The questions for us, as people who worship a god that has declared partnership and companionship good, and division and separation not good, is: “what side are we actively working for?” Are we working for union or division? In word and thought and deed, are we working to draw people together, or are we working to further divide them? If someone has gone through a painful divorce do we remind them that Christ knows the pain of being broken and hurt? Do we tell them that his forgiveness is greater than our sinfulness? Or do we add division to division driving them further away from the community? Should we deny communion to the people who probably most need to be reminded of the unifying power of God’s love? Lord, I hope not.

 

We are called, as Christians, to bring people to Jesus, not to stop them. We don’t have to call divorce good to recognize that sometimes it might be the least worst option. It could be better than forcing people to live in toxic or abusive relationships that just lead to further division and worse pain. Since Genesis chapter 3, division exists in our world, we can’t get away from it, but we don’t have to work for it; we don’t have to be servants of it. I really don’t care what the issue is whether it is remarriage, or gay marriage, or who is called to leadership in the church, or whatever else, if we are trying to use God’s law to separate people from each other or to separate people from God, then we are misusing it, plain and simple. God’s law is there to draw us closer to him and to each other, not to drive us further away.

 

We no longer live in the world of Genesis chapter 2. We can’t go back; not on our own. Sin and divorce and division and disagreement are a part of our world, and no matter how many good decisions we make, or how many good or bad relationships we have, we are all going to need the grace and mercy of God to enter into his kingdom. But the good news of our faith is that we have it. Jesus Christ is God’s solution to the third chapter of Genesis.

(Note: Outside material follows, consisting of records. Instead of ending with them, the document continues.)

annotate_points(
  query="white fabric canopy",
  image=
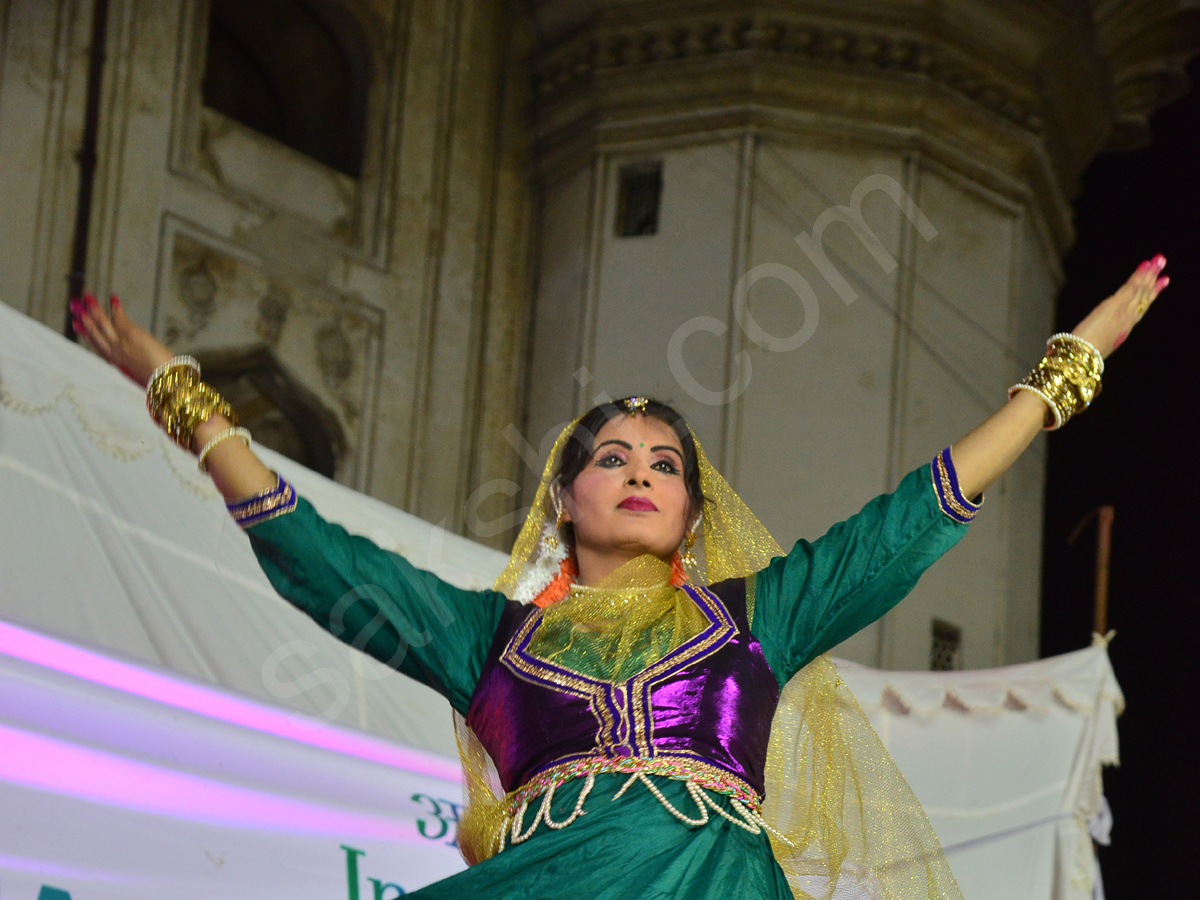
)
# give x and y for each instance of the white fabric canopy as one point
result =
(111, 539)
(1007, 763)
(111, 535)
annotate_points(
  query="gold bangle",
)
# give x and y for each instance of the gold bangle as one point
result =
(179, 402)
(1067, 378)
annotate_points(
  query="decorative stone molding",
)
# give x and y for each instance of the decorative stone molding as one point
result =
(855, 51)
(1030, 91)
(1147, 43)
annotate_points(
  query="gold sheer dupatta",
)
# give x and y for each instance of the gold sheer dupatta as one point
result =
(844, 817)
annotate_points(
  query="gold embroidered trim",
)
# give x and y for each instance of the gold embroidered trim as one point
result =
(273, 504)
(677, 768)
(947, 495)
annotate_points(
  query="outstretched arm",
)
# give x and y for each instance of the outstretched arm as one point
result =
(363, 594)
(235, 469)
(989, 450)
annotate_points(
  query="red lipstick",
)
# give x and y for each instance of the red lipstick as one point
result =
(639, 504)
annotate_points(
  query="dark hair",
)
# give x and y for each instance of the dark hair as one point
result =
(577, 451)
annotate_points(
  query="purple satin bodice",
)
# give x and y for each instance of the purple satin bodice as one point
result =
(711, 700)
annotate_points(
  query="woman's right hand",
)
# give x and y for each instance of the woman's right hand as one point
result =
(118, 339)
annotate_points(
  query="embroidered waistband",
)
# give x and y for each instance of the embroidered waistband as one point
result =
(700, 778)
(697, 772)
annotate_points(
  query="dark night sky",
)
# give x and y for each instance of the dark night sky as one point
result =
(1131, 449)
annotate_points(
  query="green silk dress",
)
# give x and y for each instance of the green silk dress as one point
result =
(819, 594)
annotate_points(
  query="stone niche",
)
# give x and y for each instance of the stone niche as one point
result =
(300, 357)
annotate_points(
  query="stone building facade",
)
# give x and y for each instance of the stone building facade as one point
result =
(411, 239)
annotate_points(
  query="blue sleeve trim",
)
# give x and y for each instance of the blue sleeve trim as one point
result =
(262, 507)
(949, 495)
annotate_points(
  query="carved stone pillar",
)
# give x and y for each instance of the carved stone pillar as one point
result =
(862, 215)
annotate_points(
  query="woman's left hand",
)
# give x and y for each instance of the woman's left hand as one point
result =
(1109, 324)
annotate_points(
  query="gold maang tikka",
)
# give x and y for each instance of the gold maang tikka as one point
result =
(635, 405)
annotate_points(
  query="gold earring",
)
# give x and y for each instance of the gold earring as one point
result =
(689, 558)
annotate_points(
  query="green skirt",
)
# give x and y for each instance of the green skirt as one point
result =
(630, 847)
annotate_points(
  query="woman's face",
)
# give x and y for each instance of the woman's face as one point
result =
(631, 496)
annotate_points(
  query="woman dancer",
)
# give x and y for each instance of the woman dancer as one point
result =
(634, 723)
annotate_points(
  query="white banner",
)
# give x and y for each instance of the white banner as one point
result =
(119, 781)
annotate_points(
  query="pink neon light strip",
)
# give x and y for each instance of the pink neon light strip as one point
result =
(51, 765)
(33, 647)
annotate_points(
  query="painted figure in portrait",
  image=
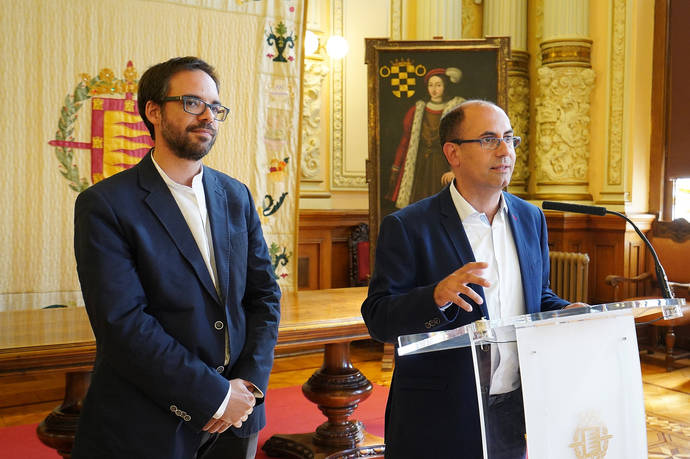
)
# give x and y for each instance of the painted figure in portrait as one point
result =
(419, 168)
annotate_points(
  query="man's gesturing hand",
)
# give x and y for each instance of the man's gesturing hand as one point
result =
(450, 288)
(240, 406)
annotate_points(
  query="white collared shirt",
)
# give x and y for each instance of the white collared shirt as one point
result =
(493, 243)
(192, 204)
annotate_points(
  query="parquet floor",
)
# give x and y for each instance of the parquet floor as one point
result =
(667, 395)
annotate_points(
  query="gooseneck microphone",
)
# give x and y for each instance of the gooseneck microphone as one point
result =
(661, 278)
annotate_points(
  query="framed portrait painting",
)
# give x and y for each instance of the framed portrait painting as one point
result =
(411, 85)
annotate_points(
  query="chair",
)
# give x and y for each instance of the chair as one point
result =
(569, 275)
(360, 273)
(358, 248)
(671, 240)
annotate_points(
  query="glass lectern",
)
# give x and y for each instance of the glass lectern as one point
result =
(579, 377)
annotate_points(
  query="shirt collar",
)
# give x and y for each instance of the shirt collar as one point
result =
(465, 209)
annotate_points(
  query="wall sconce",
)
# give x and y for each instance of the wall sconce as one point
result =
(311, 43)
(337, 47)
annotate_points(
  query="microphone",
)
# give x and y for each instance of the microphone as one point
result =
(661, 278)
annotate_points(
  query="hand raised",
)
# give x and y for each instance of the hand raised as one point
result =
(450, 288)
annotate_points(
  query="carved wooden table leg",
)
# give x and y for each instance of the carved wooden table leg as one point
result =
(58, 429)
(337, 388)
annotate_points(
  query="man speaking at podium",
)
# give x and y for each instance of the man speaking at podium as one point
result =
(468, 252)
(179, 289)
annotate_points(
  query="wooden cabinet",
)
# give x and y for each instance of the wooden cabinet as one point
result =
(322, 253)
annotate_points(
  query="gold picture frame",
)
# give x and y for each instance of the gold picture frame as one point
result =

His life and death, his suffering and resurrection and ascension are how God is dealing with the brokenness, sin and division in our world. We would be wise to listen to his teachings and to pattern our lives after his behavior, but in the end his life is about so much more than just teaching us to make good decisions. Jesus reminds us that God desires to hold and bless his children. Jesus wants people to be drawn together, not torn apart. Living in a broken and divided world we must always ask ourselves: am I drawing people closer to Christ or pushing them further away? Our role as Jesus’s disciples is very simple and he is very clear about it: Let the children come to me, and DO NOT STOP THEM! We can leave the rest to Jesus.